When the fog clears, what’s left are simply structured, very pretty, but not necessarily overwhelming pop songs, which, if they hadn’t been brought into the world by a style-defining British indie band of the 80s and 90s, would have been more likely would have gone unnoticed. But after a gap of 30 years, some beauties reappear. For example, the song “Theft, and Wandering Around Lost” on “Four-Calendar Café”, a very delicate piece musically and vocally. With a text that demands your own strength, from yourself: »My body is my own / My body is mine alone / And I deserve protection / And I can create it for you«. And in the chorus the voice goes up, the lyrical self looks back and asks itself: “Is this what my body said / Use me, drain me, fall around me?” Of course the body didn’t say that, but wanted something different actually. What, of course, remains unclear and blurred.
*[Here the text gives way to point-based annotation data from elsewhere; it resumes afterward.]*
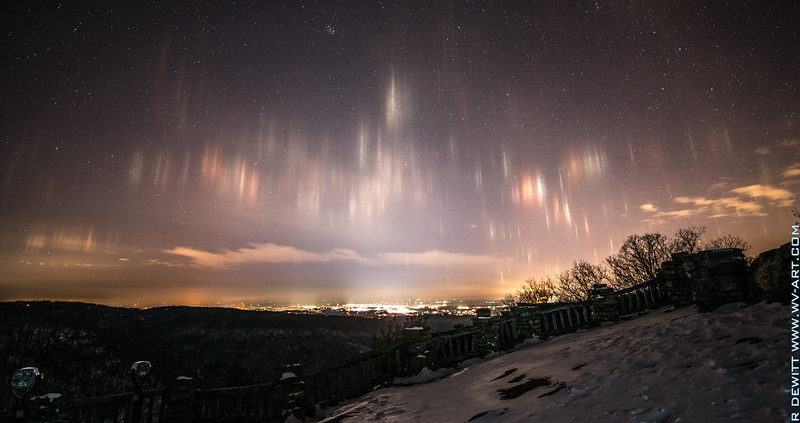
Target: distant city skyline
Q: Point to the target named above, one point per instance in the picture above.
(368, 151)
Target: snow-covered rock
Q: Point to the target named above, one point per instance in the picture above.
(666, 366)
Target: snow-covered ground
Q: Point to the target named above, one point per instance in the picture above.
(666, 366)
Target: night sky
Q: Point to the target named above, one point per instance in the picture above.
(201, 153)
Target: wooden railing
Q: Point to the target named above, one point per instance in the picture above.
(298, 394)
(641, 297)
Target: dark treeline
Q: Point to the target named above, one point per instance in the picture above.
(636, 261)
(87, 349)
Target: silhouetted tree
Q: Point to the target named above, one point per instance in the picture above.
(729, 241)
(576, 283)
(688, 240)
(638, 259)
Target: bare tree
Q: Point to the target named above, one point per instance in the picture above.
(639, 258)
(576, 283)
(688, 239)
(729, 241)
(533, 291)
(509, 299)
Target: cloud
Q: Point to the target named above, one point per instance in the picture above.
(792, 171)
(781, 196)
(648, 208)
(737, 202)
(438, 258)
(273, 253)
(261, 253)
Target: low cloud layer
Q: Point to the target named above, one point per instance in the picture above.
(743, 201)
(274, 253)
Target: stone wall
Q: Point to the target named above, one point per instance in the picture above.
(769, 275)
(708, 279)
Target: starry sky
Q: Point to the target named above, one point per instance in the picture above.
(203, 153)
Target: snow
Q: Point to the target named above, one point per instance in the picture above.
(665, 366)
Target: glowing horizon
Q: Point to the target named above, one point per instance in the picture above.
(379, 153)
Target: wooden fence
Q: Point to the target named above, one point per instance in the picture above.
(299, 394)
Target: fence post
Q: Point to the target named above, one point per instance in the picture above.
(182, 397)
(605, 303)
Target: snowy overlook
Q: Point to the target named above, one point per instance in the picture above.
(671, 365)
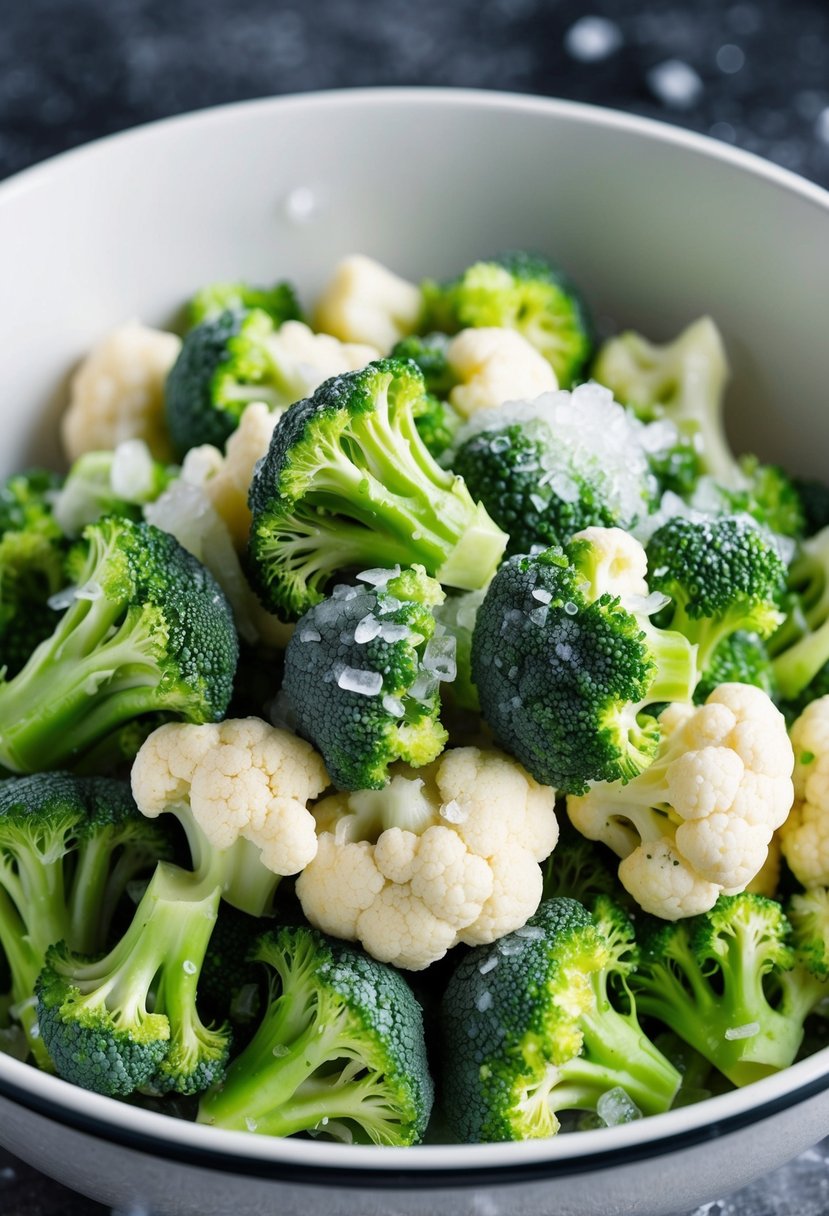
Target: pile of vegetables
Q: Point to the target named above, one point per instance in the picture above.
(413, 720)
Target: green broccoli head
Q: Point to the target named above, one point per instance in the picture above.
(738, 658)
(339, 1052)
(280, 302)
(226, 362)
(723, 983)
(564, 670)
(68, 848)
(128, 1020)
(547, 468)
(361, 676)
(110, 483)
(533, 1025)
(518, 291)
(148, 630)
(348, 483)
(722, 575)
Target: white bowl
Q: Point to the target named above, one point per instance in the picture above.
(657, 226)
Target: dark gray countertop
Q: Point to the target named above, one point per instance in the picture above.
(750, 73)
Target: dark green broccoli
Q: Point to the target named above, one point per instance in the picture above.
(129, 1020)
(721, 575)
(729, 984)
(800, 647)
(813, 504)
(226, 362)
(567, 660)
(542, 1022)
(580, 870)
(68, 849)
(361, 676)
(280, 302)
(32, 564)
(110, 483)
(547, 468)
(339, 1052)
(739, 658)
(517, 291)
(348, 483)
(147, 630)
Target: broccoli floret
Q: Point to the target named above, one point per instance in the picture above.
(225, 364)
(280, 302)
(517, 291)
(348, 482)
(148, 630)
(727, 983)
(721, 574)
(813, 504)
(542, 1022)
(361, 676)
(339, 1052)
(800, 648)
(580, 870)
(110, 483)
(129, 1020)
(547, 468)
(68, 848)
(32, 564)
(565, 660)
(739, 658)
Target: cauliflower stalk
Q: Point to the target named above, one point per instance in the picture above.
(445, 856)
(805, 834)
(494, 366)
(241, 791)
(118, 393)
(699, 821)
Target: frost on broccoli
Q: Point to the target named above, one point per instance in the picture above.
(542, 1022)
(146, 630)
(722, 575)
(547, 468)
(348, 483)
(339, 1051)
(517, 291)
(567, 662)
(362, 674)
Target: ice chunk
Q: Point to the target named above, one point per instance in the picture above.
(748, 1030)
(439, 657)
(378, 576)
(357, 680)
(616, 1107)
(592, 39)
(367, 629)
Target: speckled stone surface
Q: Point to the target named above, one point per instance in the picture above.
(750, 73)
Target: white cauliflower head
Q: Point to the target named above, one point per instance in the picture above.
(118, 393)
(805, 836)
(241, 789)
(494, 366)
(365, 302)
(699, 821)
(443, 855)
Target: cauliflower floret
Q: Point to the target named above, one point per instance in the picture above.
(495, 366)
(118, 393)
(365, 302)
(236, 781)
(447, 855)
(699, 821)
(805, 836)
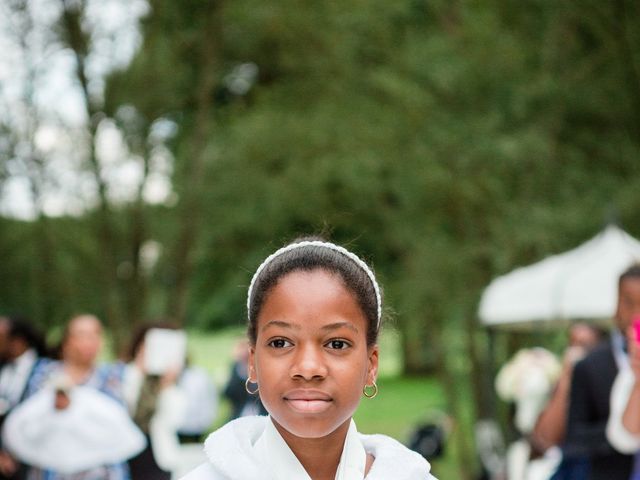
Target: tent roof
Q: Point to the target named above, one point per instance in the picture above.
(581, 283)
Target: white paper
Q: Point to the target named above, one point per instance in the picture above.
(164, 350)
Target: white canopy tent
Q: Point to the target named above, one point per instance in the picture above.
(579, 284)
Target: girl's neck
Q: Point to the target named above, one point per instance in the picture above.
(319, 456)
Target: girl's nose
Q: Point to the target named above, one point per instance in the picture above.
(308, 363)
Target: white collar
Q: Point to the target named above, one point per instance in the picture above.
(283, 464)
(618, 350)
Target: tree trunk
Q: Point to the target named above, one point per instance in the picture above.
(190, 205)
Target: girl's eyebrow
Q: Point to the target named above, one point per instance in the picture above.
(337, 325)
(280, 323)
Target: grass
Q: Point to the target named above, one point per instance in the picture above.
(401, 404)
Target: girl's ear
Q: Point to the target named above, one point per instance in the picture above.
(372, 369)
(251, 367)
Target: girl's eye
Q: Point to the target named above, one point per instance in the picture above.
(279, 343)
(338, 344)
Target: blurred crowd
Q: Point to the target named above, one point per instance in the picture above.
(66, 416)
(578, 417)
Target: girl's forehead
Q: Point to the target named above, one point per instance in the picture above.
(311, 296)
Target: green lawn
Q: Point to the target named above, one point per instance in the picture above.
(401, 404)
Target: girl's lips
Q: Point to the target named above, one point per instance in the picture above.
(308, 401)
(308, 406)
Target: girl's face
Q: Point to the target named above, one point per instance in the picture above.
(311, 358)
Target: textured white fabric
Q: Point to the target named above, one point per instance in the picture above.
(619, 437)
(232, 455)
(93, 430)
(280, 461)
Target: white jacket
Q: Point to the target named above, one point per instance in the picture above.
(231, 455)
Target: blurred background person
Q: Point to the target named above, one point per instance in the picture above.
(163, 403)
(551, 426)
(22, 348)
(81, 343)
(201, 404)
(242, 402)
(527, 379)
(591, 385)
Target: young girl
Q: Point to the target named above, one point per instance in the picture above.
(314, 313)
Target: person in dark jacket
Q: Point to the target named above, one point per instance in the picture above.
(591, 390)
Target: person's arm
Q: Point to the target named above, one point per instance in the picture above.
(551, 425)
(619, 435)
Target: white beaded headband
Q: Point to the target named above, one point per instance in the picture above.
(318, 243)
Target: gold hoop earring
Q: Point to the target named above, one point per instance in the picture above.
(246, 387)
(372, 393)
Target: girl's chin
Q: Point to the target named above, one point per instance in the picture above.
(308, 428)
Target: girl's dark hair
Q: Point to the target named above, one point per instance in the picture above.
(308, 258)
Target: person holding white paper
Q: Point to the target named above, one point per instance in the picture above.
(75, 407)
(156, 403)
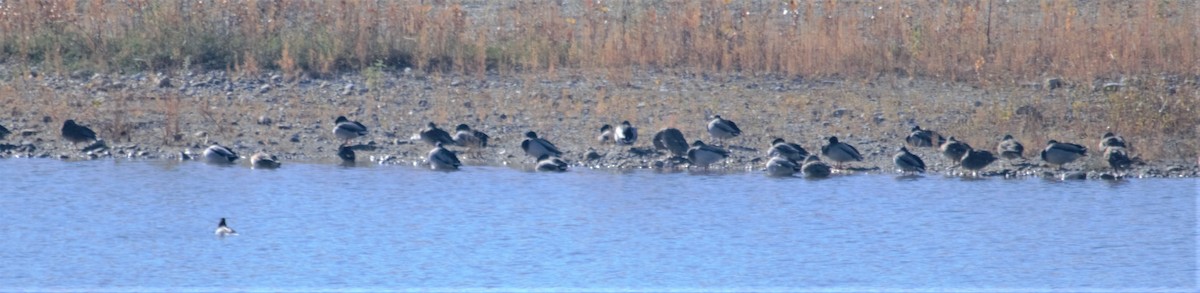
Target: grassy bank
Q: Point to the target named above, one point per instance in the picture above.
(971, 69)
(987, 41)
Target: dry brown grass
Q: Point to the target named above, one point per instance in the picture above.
(1149, 46)
(985, 41)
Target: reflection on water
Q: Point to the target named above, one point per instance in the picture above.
(149, 225)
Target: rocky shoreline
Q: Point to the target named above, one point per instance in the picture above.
(166, 117)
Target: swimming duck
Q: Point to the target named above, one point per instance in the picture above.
(1117, 157)
(977, 160)
(671, 139)
(472, 139)
(907, 161)
(225, 231)
(432, 135)
(551, 163)
(1009, 148)
(1110, 139)
(264, 161)
(721, 129)
(1062, 153)
(840, 151)
(346, 153)
(443, 159)
(77, 133)
(787, 150)
(954, 150)
(220, 155)
(703, 155)
(780, 166)
(923, 138)
(625, 133)
(605, 135)
(347, 130)
(537, 147)
(815, 168)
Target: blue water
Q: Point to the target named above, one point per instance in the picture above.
(148, 226)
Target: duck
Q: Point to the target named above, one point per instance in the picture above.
(977, 160)
(223, 231)
(907, 161)
(923, 138)
(1117, 157)
(1110, 139)
(551, 163)
(720, 129)
(703, 155)
(1062, 153)
(840, 151)
(77, 133)
(346, 153)
(535, 147)
(625, 133)
(815, 168)
(472, 139)
(432, 135)
(787, 150)
(347, 130)
(606, 135)
(442, 159)
(780, 166)
(672, 141)
(262, 160)
(220, 155)
(954, 150)
(1009, 148)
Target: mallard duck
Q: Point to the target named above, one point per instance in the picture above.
(77, 133)
(671, 139)
(1110, 139)
(787, 150)
(347, 130)
(442, 159)
(432, 135)
(703, 155)
(225, 231)
(1062, 153)
(220, 155)
(815, 168)
(346, 153)
(537, 147)
(907, 161)
(954, 150)
(721, 129)
(1009, 148)
(551, 163)
(780, 166)
(605, 135)
(840, 151)
(924, 138)
(264, 161)
(977, 160)
(625, 133)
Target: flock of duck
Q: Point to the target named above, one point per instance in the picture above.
(785, 159)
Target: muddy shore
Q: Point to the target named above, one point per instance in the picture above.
(162, 117)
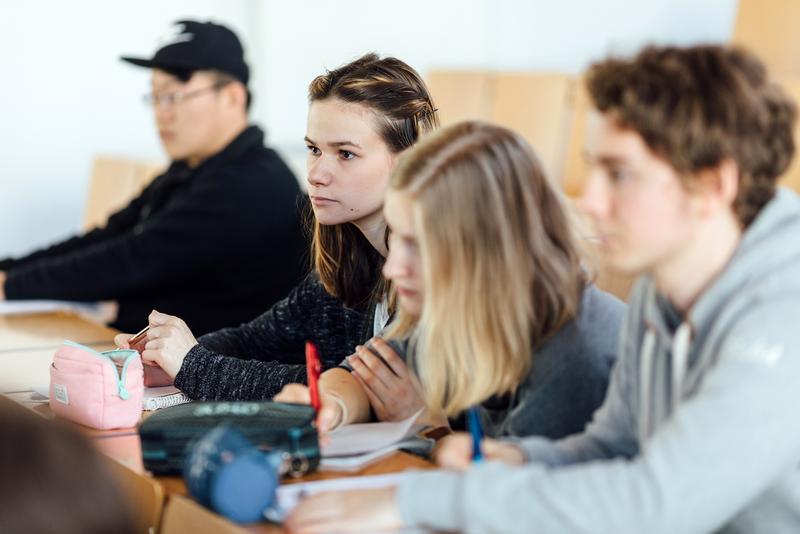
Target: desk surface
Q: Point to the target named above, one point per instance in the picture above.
(26, 349)
(46, 331)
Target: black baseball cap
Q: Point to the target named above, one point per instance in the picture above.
(196, 45)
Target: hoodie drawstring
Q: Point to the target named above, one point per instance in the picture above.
(680, 358)
(645, 380)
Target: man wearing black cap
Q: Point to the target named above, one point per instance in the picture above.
(217, 238)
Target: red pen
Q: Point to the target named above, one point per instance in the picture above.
(314, 369)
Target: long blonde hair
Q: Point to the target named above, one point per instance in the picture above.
(500, 267)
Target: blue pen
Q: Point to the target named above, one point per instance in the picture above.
(475, 430)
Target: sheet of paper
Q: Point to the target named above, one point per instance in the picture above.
(368, 437)
(290, 494)
(27, 307)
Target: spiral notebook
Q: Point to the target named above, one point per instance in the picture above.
(163, 397)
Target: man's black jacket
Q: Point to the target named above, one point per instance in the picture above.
(215, 245)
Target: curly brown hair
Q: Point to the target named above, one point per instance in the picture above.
(698, 106)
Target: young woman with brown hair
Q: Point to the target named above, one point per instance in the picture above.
(361, 116)
(495, 307)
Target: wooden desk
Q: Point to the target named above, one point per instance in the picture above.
(36, 337)
(48, 330)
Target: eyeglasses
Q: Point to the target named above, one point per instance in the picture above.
(178, 97)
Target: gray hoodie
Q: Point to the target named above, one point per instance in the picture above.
(699, 431)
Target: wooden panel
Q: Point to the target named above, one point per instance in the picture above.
(49, 330)
(575, 167)
(536, 105)
(791, 178)
(460, 95)
(114, 182)
(769, 28)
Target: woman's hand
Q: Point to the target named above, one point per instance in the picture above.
(455, 451)
(348, 511)
(154, 376)
(393, 391)
(166, 345)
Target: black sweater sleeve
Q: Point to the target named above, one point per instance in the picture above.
(158, 251)
(121, 221)
(255, 360)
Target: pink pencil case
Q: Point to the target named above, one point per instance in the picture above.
(98, 389)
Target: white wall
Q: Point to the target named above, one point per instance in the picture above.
(66, 97)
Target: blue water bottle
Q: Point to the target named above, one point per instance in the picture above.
(226, 473)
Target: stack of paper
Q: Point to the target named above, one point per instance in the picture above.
(353, 447)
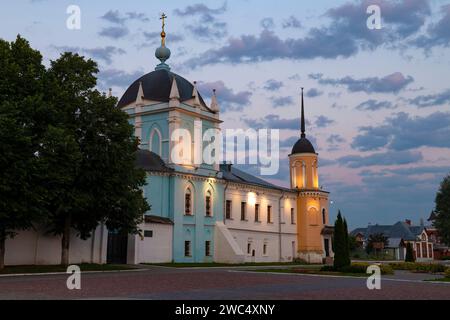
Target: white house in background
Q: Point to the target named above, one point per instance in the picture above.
(260, 217)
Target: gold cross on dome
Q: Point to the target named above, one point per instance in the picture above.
(163, 17)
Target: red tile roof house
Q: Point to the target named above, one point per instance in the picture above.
(399, 234)
(440, 250)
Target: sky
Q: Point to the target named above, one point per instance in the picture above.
(377, 100)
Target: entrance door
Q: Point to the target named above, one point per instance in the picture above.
(327, 247)
(117, 247)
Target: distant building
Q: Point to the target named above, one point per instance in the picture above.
(399, 235)
(440, 249)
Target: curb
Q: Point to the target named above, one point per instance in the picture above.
(10, 275)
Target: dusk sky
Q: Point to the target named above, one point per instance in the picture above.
(377, 101)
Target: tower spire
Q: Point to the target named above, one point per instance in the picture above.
(163, 53)
(303, 135)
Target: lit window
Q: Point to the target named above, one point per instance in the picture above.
(243, 211)
(228, 209)
(208, 204)
(208, 248)
(188, 202)
(256, 212)
(187, 248)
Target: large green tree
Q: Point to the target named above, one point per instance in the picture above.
(347, 243)
(340, 244)
(90, 150)
(22, 123)
(442, 210)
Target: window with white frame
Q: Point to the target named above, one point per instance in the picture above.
(208, 204)
(188, 202)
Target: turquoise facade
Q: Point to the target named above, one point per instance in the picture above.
(165, 192)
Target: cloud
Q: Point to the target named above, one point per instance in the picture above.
(381, 159)
(281, 101)
(438, 34)
(227, 98)
(100, 53)
(374, 105)
(323, 121)
(273, 85)
(288, 143)
(114, 32)
(267, 23)
(200, 9)
(402, 132)
(391, 83)
(208, 27)
(274, 121)
(292, 22)
(344, 36)
(313, 92)
(335, 139)
(117, 78)
(216, 30)
(431, 100)
(117, 18)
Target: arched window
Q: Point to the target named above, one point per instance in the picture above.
(208, 204)
(303, 174)
(155, 141)
(188, 202)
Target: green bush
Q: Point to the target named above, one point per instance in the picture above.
(327, 268)
(418, 267)
(447, 273)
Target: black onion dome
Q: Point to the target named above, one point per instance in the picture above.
(156, 86)
(303, 145)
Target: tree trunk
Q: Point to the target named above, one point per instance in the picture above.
(2, 249)
(65, 241)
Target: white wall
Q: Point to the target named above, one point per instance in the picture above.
(37, 248)
(263, 232)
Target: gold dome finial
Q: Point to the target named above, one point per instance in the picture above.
(163, 33)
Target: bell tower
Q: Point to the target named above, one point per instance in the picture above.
(312, 202)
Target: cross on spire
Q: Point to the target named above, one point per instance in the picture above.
(163, 17)
(163, 33)
(303, 135)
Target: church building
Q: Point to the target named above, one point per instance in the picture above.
(205, 213)
(200, 212)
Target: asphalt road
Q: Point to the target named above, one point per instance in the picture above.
(169, 283)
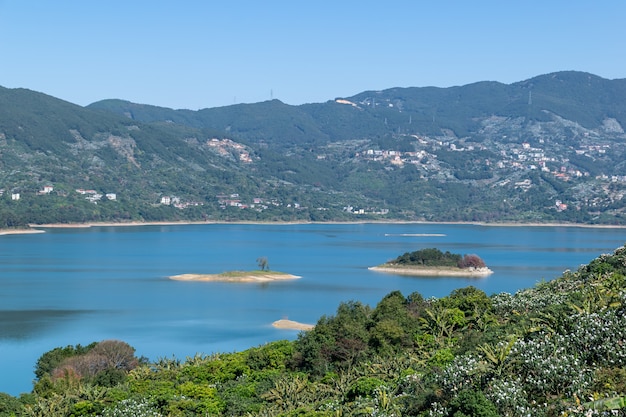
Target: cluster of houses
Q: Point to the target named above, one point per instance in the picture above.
(225, 147)
(258, 204)
(14, 196)
(94, 196)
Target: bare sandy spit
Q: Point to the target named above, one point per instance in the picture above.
(235, 277)
(19, 231)
(175, 223)
(430, 272)
(292, 325)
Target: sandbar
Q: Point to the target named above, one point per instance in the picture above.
(432, 271)
(292, 325)
(236, 276)
(19, 231)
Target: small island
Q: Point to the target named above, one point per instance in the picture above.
(237, 276)
(292, 325)
(433, 262)
(263, 274)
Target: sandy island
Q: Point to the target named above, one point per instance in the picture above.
(292, 325)
(433, 271)
(19, 231)
(236, 276)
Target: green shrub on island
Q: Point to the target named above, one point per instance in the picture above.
(433, 257)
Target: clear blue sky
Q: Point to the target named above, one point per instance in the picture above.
(202, 53)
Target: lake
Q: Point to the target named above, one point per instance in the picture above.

“Bluebeard” is similarly beautiful and accurate in its description of the relationship. According to guitarist Robin Guthrie, the piece is a country song by the Cocteau Twins. Elizabeth Fraser asks herself things: »Are you safe? Are you my friend? Or are you toxic for me? Will you betray my confidence?” I have no idea whether the term “toxic” was already in use in England in 1993. If not, the Cocteau Twins helped to establish it. The person being sung about here also remains intangible: “This love’s a nameless dream / And healthy boundaries / And how long would you miss me”.

The surprising and ambivalent beauty that the Cocteau Twins were able to bring into the world in their best moments also appears again and again on the band’s last two albums. Not always, unfortunately, but it’s worth the search.